This is part of a flashback editorial series on all things Malaysian. You can check out other flashback articles in the series for a journey through Malaysia’s past.
Marlina Azmi delves back in time to the local underground dance music scene almost two decades ago.
Every city has its own story on an influential club that paved the way for the growth of electronic dance music. It isn’t any different for Kuala Lumpur. Any avid clubber above the age of 30 today would without a doubt remember the most legendary underground club Kuala Lumpur has ever had. If you just uttered The Backroom, you should give yourself a pat on the back for having experienced the most important moment in Malaysia’s clubbing history.

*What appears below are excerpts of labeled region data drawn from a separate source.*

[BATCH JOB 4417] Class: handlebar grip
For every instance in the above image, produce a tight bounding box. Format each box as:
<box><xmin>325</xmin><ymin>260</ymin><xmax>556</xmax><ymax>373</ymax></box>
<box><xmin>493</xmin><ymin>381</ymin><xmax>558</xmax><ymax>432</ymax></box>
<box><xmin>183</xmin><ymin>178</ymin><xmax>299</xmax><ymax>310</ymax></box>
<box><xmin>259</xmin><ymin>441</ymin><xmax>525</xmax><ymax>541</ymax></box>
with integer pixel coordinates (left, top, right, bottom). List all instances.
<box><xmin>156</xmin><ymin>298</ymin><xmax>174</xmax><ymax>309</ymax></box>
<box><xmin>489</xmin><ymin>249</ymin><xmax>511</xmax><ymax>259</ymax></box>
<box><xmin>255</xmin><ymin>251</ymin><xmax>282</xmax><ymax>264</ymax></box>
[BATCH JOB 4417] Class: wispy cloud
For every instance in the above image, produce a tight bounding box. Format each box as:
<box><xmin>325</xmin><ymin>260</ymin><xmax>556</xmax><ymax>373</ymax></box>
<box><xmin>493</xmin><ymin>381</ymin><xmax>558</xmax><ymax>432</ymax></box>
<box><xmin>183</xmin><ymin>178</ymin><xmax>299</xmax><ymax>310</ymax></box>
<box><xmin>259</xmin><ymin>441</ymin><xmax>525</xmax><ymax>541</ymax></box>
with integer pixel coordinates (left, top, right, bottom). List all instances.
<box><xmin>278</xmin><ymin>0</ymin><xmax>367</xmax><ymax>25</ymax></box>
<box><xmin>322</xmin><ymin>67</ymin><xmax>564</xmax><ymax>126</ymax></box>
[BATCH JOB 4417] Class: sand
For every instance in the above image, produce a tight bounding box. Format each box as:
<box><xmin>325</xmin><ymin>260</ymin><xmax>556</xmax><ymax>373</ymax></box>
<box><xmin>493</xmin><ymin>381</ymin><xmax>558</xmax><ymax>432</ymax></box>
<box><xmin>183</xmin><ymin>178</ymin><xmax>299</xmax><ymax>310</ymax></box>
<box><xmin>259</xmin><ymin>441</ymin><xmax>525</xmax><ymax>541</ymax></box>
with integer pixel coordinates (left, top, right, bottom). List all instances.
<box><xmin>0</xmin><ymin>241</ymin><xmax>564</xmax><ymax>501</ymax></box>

Located underground at the Menara Pan Global building behind where the Pacific Regency dwells, The Backroom was definitely a revolutionary club that popped up at a time where the electronic dance music scene was beginning to grow in the city.
It was a playground where many were introduced to house music in Malaysia, transitioning from commercial R&B that majority of the clubs in KL were playing back in the late 90’s.
It became an alternative underground to those who were already accustomed to electronic music and to those who were first discovering it. It became the venue to go to after hours when all the regular clubs close their doors.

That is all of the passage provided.